This is how I understand it: corruptly acquire a very fat stack. Admit the acquisition. Pay a fine. Or pay back the fat stack. Get amnesty. Proceed on you merry way. This is how you know that lip service is the only service you will receive in the officially hallowed halls of the public service especially when it comes to the knotty problem of graft in high places - and low.
There is a canard abroad in the land that in order to win the war on graft, if indeed it is a war, we must find committed men and women to head the Ethics and Anti-corruption Commission. Those at the forefront of peddling this heretical idea happen to have a deeply vested interest in the continued existence of the commission. Its existence is a sign that we are truly uninterested in turning things around. In fact, its existence is a reason why every now and then, when the scale of the anti-corruption challenge threatens to overwhelm us, we are bombarded with pleas for amnesty for those caught with their hands in the public cookie jars.
In two decades of anti-corruption posturing, not one ex-Cabinet member has been convicted. There is the former securocrat who was almost bankrupt when he was appointed to the Cabinet but is now coining it as if he was Croesus. There is the former parastatal boss who oversaw hundreds of millions of donor funds who seems to live the life of European royalty. We like to pretend that former presidents sweated when they were in the saddle and that the billions they owned or own were amassed by dint of hard work. In all this, the anti-corruption watchdog has gone from strength to strength, loosing friends, alienating Kenyans and making a pest of itself among the low-hanging fruit of the rank-and-file of the public service.

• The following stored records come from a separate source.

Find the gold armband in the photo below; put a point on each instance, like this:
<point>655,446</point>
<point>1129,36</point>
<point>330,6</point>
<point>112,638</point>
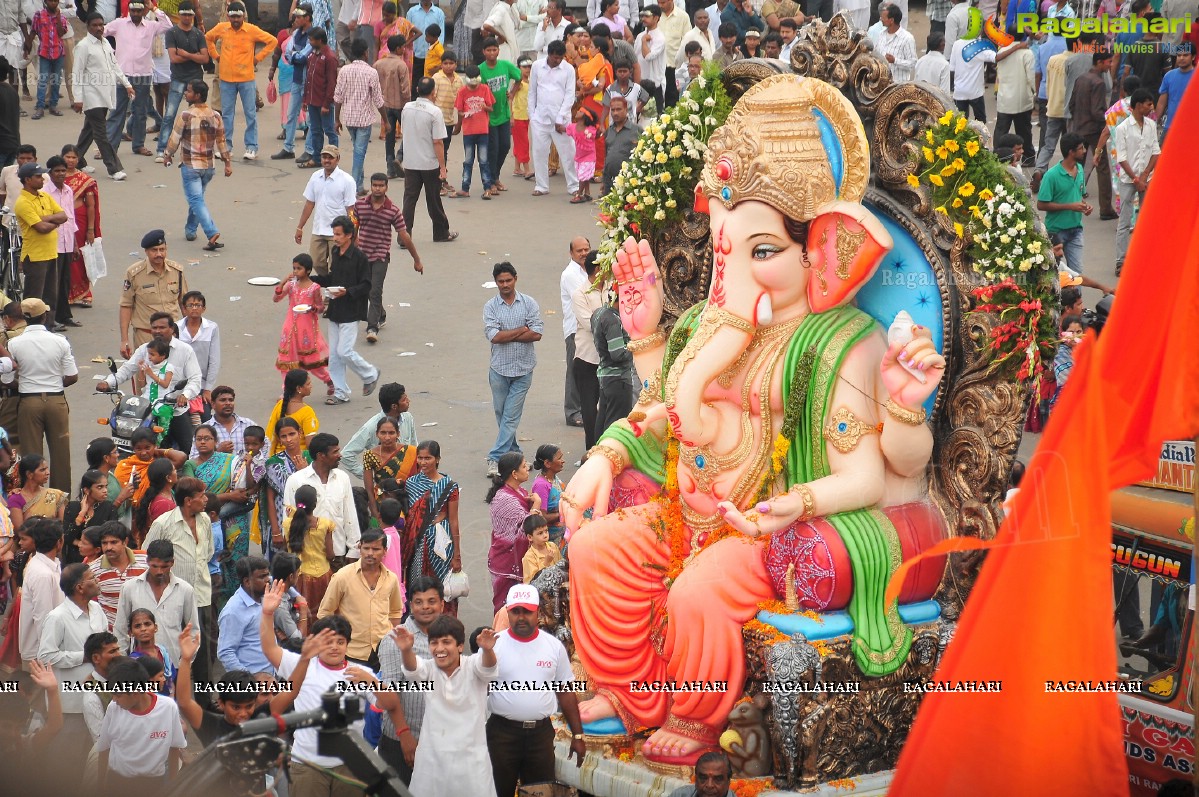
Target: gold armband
<point>847,429</point>
<point>721,317</point>
<point>903,415</point>
<point>809,502</point>
<point>648,342</point>
<point>610,454</point>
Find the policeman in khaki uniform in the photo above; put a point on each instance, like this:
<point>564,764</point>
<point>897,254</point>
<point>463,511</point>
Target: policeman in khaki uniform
<point>13,324</point>
<point>151,285</point>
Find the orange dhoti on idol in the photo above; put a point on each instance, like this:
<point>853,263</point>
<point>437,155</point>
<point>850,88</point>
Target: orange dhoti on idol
<point>777,426</point>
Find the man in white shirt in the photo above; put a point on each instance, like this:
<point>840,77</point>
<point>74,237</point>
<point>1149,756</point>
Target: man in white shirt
<point>330,193</point>
<point>181,362</point>
<point>170,598</point>
<point>703,34</point>
<point>190,532</point>
<point>335,495</point>
<point>529,16</point>
<point>95,78</point>
<point>46,367</point>
<point>651,54</point>
<point>550,97</point>
<point>347,24</point>
<point>933,67</point>
<point>41,592</point>
<point>896,46</point>
<point>573,277</point>
<point>519,731</point>
<point>674,25</point>
<point>969,78</point>
<point>501,23</point>
<point>1017,92</point>
<point>61,642</point>
<point>552,28</point>
<point>1137,152</point>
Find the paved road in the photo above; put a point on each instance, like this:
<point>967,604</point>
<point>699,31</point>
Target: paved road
<point>433,342</point>
<point>440,321</point>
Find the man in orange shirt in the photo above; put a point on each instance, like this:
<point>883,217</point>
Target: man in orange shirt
<point>232,44</point>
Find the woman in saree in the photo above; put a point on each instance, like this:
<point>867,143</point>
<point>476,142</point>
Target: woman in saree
<point>432,544</point>
<point>296,387</point>
<point>216,470</point>
<point>157,500</point>
<point>293,457</point>
<point>34,499</point>
<point>10,650</point>
<point>386,460</point>
<point>92,508</point>
<point>86,212</point>
<point>547,487</point>
<point>511,503</point>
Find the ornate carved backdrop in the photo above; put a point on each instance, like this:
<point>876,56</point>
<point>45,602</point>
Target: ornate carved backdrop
<point>978,417</point>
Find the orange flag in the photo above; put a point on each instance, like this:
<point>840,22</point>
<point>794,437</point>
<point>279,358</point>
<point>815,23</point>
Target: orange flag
<point>1042,609</point>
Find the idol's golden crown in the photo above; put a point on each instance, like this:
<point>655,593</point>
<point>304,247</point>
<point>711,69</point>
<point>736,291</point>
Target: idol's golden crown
<point>793,143</point>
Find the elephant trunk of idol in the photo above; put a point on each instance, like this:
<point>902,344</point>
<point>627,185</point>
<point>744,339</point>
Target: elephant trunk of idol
<point>715,346</point>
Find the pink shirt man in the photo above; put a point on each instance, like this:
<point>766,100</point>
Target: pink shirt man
<point>133,42</point>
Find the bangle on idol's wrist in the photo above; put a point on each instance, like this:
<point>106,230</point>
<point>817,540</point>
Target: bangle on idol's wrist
<point>649,342</point>
<point>809,502</point>
<point>903,415</point>
<point>610,454</point>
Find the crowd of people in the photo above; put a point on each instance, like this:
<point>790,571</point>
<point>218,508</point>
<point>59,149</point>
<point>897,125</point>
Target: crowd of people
<point>227,551</point>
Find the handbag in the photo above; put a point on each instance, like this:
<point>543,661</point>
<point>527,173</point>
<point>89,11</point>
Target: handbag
<point>94,260</point>
<point>456,585</point>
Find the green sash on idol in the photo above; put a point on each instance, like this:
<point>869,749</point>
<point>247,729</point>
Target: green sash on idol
<point>812,361</point>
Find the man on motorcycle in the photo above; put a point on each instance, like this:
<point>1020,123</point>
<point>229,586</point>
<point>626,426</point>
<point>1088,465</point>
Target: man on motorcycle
<point>182,363</point>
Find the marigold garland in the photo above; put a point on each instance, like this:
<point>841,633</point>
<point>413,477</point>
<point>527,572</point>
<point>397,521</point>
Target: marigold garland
<point>751,786</point>
<point>994,217</point>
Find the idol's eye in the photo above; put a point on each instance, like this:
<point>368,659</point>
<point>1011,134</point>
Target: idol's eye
<point>765,251</point>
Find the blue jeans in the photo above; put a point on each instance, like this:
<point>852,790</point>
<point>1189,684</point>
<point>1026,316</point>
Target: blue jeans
<point>49,71</point>
<point>320,126</point>
<point>1072,245</point>
<point>392,115</point>
<point>115,126</point>
<point>342,354</point>
<point>168,120</point>
<point>196,181</point>
<point>507,400</point>
<point>229,94</point>
<point>471,144</point>
<point>361,138</point>
<point>289,130</point>
<point>499,142</point>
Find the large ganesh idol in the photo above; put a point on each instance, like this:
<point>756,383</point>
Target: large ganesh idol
<point>791,433</point>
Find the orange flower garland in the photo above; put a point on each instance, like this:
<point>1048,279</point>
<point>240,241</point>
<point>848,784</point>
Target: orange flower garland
<point>751,786</point>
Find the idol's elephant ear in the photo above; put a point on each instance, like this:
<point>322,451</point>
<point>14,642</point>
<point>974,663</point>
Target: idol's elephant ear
<point>845,246</point>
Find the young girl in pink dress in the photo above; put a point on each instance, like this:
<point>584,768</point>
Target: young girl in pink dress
<point>301,344</point>
<point>584,131</point>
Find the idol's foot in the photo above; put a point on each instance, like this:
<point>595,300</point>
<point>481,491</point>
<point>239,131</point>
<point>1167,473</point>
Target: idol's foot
<point>667,746</point>
<point>597,707</point>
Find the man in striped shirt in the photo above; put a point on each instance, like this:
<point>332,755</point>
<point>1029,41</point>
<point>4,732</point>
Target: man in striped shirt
<point>200,131</point>
<point>115,567</point>
<point>378,216</point>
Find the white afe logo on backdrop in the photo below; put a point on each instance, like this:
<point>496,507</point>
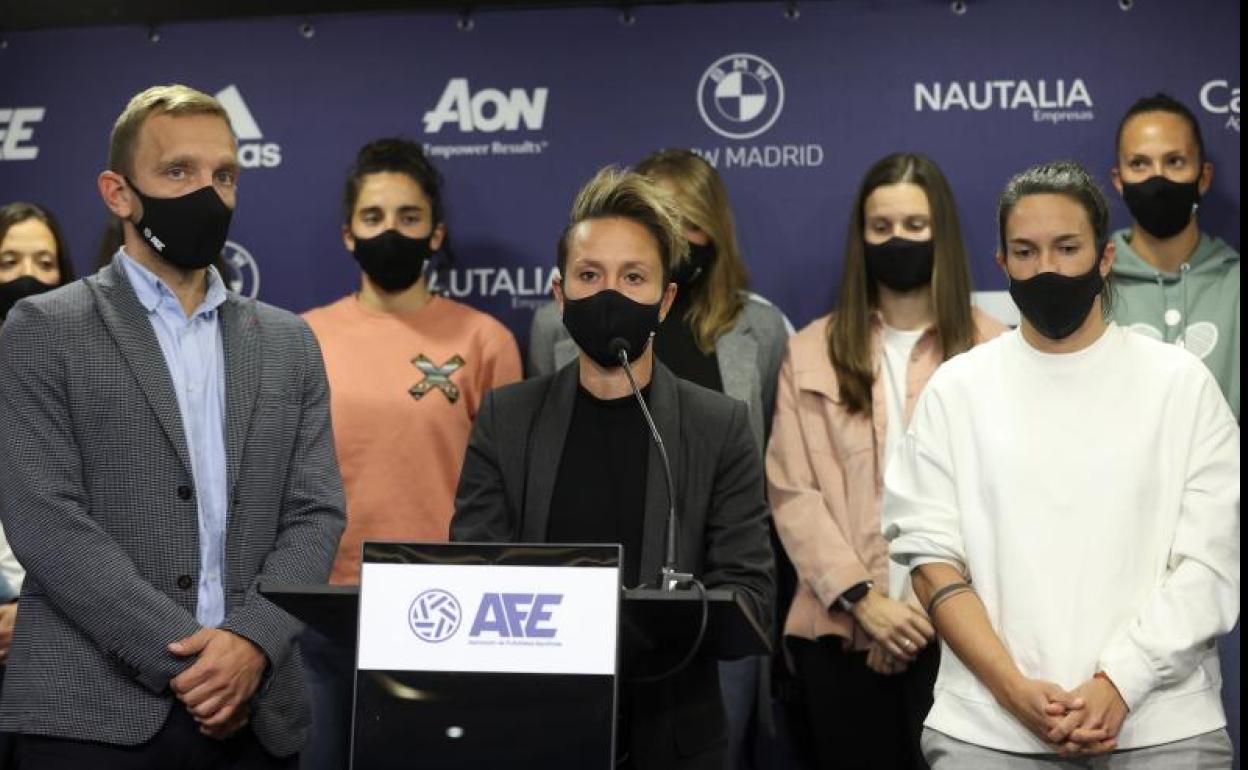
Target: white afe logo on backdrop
<point>16,132</point>
<point>740,96</point>
<point>242,273</point>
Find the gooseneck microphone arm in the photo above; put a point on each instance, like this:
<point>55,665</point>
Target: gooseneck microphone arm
<point>669,578</point>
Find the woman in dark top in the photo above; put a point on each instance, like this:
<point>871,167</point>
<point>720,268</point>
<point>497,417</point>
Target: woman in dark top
<point>615,261</point>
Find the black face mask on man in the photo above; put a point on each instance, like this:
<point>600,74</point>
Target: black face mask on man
<point>187,231</point>
<point>1162,207</point>
<point>392,260</point>
<point>599,320</point>
<point>1057,305</point>
<point>695,266</point>
<point>900,263</point>
<point>20,288</point>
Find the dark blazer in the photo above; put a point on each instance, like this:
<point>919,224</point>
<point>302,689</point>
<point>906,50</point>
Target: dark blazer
<point>504,496</point>
<point>94,479</point>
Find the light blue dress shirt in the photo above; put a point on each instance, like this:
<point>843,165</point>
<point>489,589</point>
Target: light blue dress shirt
<point>195,356</point>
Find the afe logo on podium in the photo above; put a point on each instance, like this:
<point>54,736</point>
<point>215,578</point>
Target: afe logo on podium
<point>740,95</point>
<point>434,615</point>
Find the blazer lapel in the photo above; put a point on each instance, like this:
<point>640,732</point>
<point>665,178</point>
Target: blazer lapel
<point>126,320</point>
<point>544,448</point>
<point>240,337</point>
<point>665,408</point>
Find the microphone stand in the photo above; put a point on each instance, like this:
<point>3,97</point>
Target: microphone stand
<point>669,579</point>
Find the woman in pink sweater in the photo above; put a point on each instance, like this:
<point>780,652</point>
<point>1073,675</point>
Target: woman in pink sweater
<point>861,647</point>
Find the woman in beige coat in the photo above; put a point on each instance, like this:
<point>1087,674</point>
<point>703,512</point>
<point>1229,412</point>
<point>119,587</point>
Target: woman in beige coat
<point>862,648</point>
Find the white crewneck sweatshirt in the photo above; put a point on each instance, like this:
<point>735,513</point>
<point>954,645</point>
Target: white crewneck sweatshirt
<point>1093,498</point>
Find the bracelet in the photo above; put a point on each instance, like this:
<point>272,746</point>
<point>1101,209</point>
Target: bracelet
<point>961,589</point>
<point>945,592</point>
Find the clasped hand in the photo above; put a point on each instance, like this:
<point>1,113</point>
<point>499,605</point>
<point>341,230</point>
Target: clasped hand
<point>217,688</point>
<point>1082,721</point>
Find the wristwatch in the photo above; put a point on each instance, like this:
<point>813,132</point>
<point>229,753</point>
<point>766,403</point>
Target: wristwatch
<point>853,595</point>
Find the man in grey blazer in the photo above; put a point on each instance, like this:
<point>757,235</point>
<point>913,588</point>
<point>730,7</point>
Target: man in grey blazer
<point>164,447</point>
<point>567,458</point>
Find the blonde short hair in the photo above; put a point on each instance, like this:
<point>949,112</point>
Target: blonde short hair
<point>627,195</point>
<point>156,100</point>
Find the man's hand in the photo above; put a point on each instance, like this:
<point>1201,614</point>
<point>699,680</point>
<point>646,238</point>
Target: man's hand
<point>8,618</point>
<point>237,721</point>
<point>900,629</point>
<point>1041,706</point>
<point>221,680</point>
<point>882,663</point>
<point>1093,729</point>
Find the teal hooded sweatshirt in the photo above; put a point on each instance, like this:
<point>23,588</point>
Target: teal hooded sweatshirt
<point>1197,307</point>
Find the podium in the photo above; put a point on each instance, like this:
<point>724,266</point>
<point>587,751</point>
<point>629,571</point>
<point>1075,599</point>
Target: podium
<point>516,719</point>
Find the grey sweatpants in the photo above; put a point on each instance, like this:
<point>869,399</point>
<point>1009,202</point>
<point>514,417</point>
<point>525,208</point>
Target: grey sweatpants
<point>1207,751</point>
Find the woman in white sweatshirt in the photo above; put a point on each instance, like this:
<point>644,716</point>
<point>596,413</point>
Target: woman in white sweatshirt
<point>1067,497</point>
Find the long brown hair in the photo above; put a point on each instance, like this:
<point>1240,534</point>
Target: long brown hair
<point>849,330</point>
<point>702,200</point>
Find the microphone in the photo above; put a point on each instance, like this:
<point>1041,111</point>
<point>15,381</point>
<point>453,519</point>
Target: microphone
<point>669,578</point>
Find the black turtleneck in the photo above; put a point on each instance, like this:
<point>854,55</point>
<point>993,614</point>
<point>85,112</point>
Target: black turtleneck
<point>599,492</point>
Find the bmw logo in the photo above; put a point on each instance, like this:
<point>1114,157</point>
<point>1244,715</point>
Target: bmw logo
<point>740,95</point>
<point>434,615</point>
<point>241,273</point>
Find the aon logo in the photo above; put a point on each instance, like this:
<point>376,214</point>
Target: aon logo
<point>487,110</point>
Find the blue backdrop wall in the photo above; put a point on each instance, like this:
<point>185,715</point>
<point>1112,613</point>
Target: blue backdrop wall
<point>523,106</point>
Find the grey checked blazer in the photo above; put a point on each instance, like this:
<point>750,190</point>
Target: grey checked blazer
<point>96,497</point>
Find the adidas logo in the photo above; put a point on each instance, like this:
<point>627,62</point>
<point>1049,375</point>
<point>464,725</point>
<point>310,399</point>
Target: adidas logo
<point>252,152</point>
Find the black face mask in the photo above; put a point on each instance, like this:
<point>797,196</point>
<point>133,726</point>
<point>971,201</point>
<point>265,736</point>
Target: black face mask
<point>697,266</point>
<point>900,263</point>
<point>598,320</point>
<point>20,288</point>
<point>187,231</point>
<point>1162,207</point>
<point>1057,305</point>
<point>392,260</point>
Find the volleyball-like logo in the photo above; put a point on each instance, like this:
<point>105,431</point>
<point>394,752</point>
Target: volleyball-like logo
<point>241,272</point>
<point>434,615</point>
<point>740,95</point>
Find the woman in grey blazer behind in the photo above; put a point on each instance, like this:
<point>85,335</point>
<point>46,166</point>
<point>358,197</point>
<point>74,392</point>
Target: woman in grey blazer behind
<point>719,336</point>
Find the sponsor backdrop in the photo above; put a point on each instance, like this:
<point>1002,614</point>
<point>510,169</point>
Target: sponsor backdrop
<point>519,107</point>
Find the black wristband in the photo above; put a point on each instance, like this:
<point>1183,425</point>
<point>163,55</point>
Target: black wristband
<point>851,595</point>
<point>944,592</point>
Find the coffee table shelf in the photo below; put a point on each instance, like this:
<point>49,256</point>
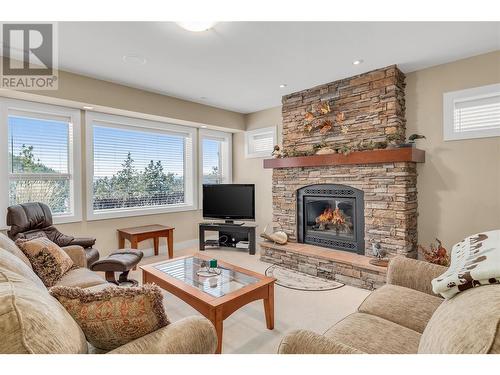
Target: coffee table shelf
<point>215,297</point>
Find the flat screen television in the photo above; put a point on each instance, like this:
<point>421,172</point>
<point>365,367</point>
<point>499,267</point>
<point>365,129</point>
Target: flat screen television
<point>229,202</point>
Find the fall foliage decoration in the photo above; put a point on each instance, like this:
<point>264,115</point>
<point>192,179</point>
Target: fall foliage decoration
<point>325,108</point>
<point>309,116</point>
<point>436,253</point>
<point>326,126</point>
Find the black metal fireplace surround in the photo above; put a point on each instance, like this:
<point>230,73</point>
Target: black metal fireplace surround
<point>331,215</point>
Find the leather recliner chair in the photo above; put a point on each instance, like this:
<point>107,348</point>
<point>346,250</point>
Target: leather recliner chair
<point>28,220</point>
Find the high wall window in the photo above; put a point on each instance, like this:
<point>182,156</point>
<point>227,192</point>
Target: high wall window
<point>215,150</point>
<point>260,143</point>
<point>41,145</point>
<point>472,113</point>
<point>136,167</point>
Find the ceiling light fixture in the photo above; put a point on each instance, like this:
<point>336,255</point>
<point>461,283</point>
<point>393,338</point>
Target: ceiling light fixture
<point>134,59</point>
<point>197,26</point>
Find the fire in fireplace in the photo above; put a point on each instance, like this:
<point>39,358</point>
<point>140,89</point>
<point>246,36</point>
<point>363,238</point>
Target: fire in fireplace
<point>331,215</point>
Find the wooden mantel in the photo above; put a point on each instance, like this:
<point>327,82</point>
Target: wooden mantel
<point>406,154</point>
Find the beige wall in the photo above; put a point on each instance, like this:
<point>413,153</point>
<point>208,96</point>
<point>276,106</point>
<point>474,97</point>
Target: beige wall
<point>251,170</point>
<point>75,90</point>
<point>459,184</point>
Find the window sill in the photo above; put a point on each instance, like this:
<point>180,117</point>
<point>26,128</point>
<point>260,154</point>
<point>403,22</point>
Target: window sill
<point>141,211</point>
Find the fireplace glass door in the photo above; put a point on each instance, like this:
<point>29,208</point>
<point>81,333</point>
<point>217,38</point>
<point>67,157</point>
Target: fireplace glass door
<point>330,217</point>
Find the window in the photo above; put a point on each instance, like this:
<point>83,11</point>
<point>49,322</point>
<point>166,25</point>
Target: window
<point>42,149</point>
<point>260,142</point>
<point>138,167</point>
<point>215,151</point>
<point>472,113</point>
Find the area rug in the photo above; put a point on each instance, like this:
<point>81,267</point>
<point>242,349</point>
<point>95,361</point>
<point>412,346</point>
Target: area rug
<point>300,281</point>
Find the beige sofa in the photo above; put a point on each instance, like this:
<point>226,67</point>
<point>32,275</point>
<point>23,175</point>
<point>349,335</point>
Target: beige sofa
<point>33,322</point>
<point>405,317</point>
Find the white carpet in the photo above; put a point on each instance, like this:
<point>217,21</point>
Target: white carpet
<point>245,330</point>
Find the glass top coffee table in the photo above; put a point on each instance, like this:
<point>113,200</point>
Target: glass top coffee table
<point>215,296</point>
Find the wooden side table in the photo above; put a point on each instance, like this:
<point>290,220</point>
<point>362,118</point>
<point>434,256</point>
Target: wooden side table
<point>138,234</point>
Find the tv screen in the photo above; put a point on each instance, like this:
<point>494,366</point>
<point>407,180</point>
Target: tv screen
<point>229,201</point>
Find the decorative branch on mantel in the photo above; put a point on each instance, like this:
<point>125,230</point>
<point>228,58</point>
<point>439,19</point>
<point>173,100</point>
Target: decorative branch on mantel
<point>407,154</point>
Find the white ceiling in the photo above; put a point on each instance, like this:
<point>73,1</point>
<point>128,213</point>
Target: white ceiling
<point>240,65</point>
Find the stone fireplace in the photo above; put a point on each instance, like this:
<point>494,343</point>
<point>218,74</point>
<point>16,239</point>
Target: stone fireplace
<point>331,215</point>
<point>339,204</point>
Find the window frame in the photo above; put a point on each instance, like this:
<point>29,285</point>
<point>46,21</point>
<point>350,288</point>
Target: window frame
<point>47,111</point>
<point>227,153</point>
<point>449,100</point>
<point>250,135</point>
<point>132,123</point>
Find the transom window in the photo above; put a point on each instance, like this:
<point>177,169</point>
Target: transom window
<point>472,113</point>
<point>40,141</point>
<point>260,142</point>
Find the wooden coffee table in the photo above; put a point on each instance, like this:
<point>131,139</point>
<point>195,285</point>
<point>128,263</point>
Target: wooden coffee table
<point>215,297</point>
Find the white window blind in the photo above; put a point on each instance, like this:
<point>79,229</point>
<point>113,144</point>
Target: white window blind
<point>137,168</point>
<point>477,114</point>
<point>260,142</point>
<point>472,113</point>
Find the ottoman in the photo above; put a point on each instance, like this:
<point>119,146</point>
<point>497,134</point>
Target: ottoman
<point>118,261</point>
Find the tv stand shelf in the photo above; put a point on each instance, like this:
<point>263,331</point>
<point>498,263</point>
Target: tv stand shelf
<point>248,230</point>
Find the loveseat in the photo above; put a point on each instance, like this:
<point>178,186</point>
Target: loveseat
<point>33,322</point>
<point>405,317</point>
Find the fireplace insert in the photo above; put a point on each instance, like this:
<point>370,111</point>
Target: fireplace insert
<point>331,215</point>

The drama surrounding the latest crop of anti-corruption commissioners is not that surprising. We have had an ex-policeman billionaire, an ex-judge and a constitutional lawyer at the top. They were all a disaster. The new boys and girls were appointed despite serious doubts of their capacity or even probity. One resigned after being bullied. One resigned after being indicted. One remains and she seems determined to push the envelope forgetting that no one wants her there, no one supports her determined grip on the office and no ne will notice when she eventually slinks away in humiliation.
What should concern the ones supporting the ludicrous demands for amnesty for thuggish types is the fact that when "corruption fights back", it does so nowadays with a mix of finesse and thuggishness. Apparently one commissioner was offered a diplomatic spot in Brazil while another had firearms brandished in her face. Don't you want to know who was both offering the sops and intimidating the commissioners?
Perhaps it is time to admit that graft is here to stay. Whether it is of the petty kind or the grand one that affects the national economy in insidious ways, we are prepared to live with it. We offer and solicit petty amounts for "small" things. We assassinate one another over billions in public tenders. Even the men, and women, of the cloth have taken to robbing their congregations blind while simultaneously screaming that they are being persecuted when the lawmen come after them. The Roman Empire collapsed because it did not share the spoils of its graft fairly or evenly. Kenya will prevail because everyone is on the take.